Adam Worrall's research adopts social informatics, information behaviour, and information practice perspectives to study information-centric communities that are wholly or partially online. He is particularly interested in the roles played by information and communication technologies (ICTs) in online information-centric communities and the relationships and interactions they have with users and their information sharing behaviours and practices within these contexts. Much of Adam's recent and ongoing research has focused on populations engaged in everyday life information behaviour and practices online, as facilitated by ICTs and social media. His research has studied Canadian immigrants and expatriates' information sharing, information values, and settlement in multiple social media contexts; users' social and emotional motivations for information sharing and community dynamics on an academic social Q&A site; and the roles played by LibraryThing and Goodreads, as ICTs and boundary objects, in the communities, behaviours, and practices of their users. Adam has also engaged in collaborative work that draws on his research expertise in social informatics and information behaviour and practices, examining the data sharing practices of earthquake engineering researchers; and the opinions, sentiments, and interaction networks of Twitter users, including immigrants, in conjunction with debates over birthright citizenship in the United States.

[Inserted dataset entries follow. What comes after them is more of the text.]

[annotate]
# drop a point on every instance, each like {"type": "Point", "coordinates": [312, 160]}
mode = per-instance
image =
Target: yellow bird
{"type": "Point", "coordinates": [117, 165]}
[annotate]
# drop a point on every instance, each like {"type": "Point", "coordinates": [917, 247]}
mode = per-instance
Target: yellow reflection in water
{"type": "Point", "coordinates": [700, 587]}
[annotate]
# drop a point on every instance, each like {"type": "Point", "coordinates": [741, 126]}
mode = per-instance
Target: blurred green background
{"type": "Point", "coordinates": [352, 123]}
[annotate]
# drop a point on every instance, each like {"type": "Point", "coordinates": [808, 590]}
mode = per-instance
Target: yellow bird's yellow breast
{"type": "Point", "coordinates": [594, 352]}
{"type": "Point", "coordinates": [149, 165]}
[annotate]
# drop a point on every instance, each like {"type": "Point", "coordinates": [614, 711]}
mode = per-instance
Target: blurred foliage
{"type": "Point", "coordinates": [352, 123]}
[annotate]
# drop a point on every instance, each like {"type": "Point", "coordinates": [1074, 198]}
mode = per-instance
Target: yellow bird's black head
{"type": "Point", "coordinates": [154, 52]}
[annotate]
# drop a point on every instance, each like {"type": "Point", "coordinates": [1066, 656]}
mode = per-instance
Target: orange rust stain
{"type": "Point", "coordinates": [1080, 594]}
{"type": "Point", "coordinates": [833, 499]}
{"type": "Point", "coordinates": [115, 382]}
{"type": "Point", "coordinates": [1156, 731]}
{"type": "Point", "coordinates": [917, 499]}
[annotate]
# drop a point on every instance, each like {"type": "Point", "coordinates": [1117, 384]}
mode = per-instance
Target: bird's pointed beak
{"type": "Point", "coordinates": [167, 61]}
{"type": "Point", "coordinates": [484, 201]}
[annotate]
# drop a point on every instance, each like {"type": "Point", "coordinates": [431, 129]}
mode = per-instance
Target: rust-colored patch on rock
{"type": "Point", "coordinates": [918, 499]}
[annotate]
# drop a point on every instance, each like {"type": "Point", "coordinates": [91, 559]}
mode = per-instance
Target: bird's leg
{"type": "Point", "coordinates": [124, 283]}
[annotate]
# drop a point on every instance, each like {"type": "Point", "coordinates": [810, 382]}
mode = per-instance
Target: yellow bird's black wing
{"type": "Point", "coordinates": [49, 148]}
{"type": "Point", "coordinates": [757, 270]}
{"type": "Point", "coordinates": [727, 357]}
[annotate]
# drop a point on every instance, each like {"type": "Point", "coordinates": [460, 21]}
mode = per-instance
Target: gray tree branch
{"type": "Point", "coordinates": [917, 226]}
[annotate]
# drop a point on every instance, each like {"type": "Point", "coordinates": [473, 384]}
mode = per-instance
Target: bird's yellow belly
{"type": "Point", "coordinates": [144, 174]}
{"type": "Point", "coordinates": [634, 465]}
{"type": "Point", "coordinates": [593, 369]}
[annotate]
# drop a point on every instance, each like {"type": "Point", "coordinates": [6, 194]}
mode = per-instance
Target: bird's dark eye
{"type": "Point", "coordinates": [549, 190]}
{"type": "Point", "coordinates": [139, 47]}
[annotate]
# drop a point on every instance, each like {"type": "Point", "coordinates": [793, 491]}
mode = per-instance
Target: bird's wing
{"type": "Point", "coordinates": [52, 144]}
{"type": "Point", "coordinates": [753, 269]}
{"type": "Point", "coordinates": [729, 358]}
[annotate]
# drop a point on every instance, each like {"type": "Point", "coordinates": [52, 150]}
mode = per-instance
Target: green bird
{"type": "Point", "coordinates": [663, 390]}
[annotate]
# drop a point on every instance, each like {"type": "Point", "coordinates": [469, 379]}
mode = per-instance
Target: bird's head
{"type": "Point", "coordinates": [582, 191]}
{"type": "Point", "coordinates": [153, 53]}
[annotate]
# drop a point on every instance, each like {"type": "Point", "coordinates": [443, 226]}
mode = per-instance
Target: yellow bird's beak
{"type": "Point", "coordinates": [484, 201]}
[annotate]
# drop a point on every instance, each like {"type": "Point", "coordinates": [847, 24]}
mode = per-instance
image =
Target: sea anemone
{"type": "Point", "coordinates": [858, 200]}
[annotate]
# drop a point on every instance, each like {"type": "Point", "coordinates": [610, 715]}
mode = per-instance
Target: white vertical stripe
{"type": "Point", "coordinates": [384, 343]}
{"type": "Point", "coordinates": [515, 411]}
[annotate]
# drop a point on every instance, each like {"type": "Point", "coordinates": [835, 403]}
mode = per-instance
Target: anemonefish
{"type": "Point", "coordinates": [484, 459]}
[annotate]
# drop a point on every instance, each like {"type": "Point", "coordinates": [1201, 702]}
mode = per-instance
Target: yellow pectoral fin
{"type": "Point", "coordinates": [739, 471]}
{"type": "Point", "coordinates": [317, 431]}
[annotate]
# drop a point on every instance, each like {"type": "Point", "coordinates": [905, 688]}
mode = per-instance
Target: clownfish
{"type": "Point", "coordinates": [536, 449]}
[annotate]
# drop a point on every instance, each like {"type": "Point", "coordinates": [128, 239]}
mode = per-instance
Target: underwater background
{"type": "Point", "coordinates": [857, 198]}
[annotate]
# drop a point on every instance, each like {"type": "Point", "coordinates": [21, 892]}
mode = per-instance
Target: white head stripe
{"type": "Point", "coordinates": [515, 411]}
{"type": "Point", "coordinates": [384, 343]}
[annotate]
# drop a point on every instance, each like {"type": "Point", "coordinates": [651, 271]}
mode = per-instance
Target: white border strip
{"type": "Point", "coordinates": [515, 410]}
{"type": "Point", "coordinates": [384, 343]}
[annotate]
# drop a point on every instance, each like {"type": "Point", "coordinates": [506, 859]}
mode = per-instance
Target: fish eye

Dr. Zhao's primary research interests are in the areas of bibliometrics, scholarly communication, citation-based knowledge network analysis and visualization and their application in information representation and retrieval. Her current research focuses on citation analysis weighted by in-text features such as frequency and location. Recently, Dr. Zhao has begun a new research program on editorial practices and systematic bias on Wikipedia. Major research projects completed include the design and implementation of a Web-based information system for the publishing industry in China (1996-1998), the comparison of scholarly communication between the Web and the print world (2000-2003), and a $104,820 three-year (2008-2011) Standard Research Grant from the Social Sciences and Humanities Research Council (SSHRC) of Canada on citation-based knowledge network analysis and visualization.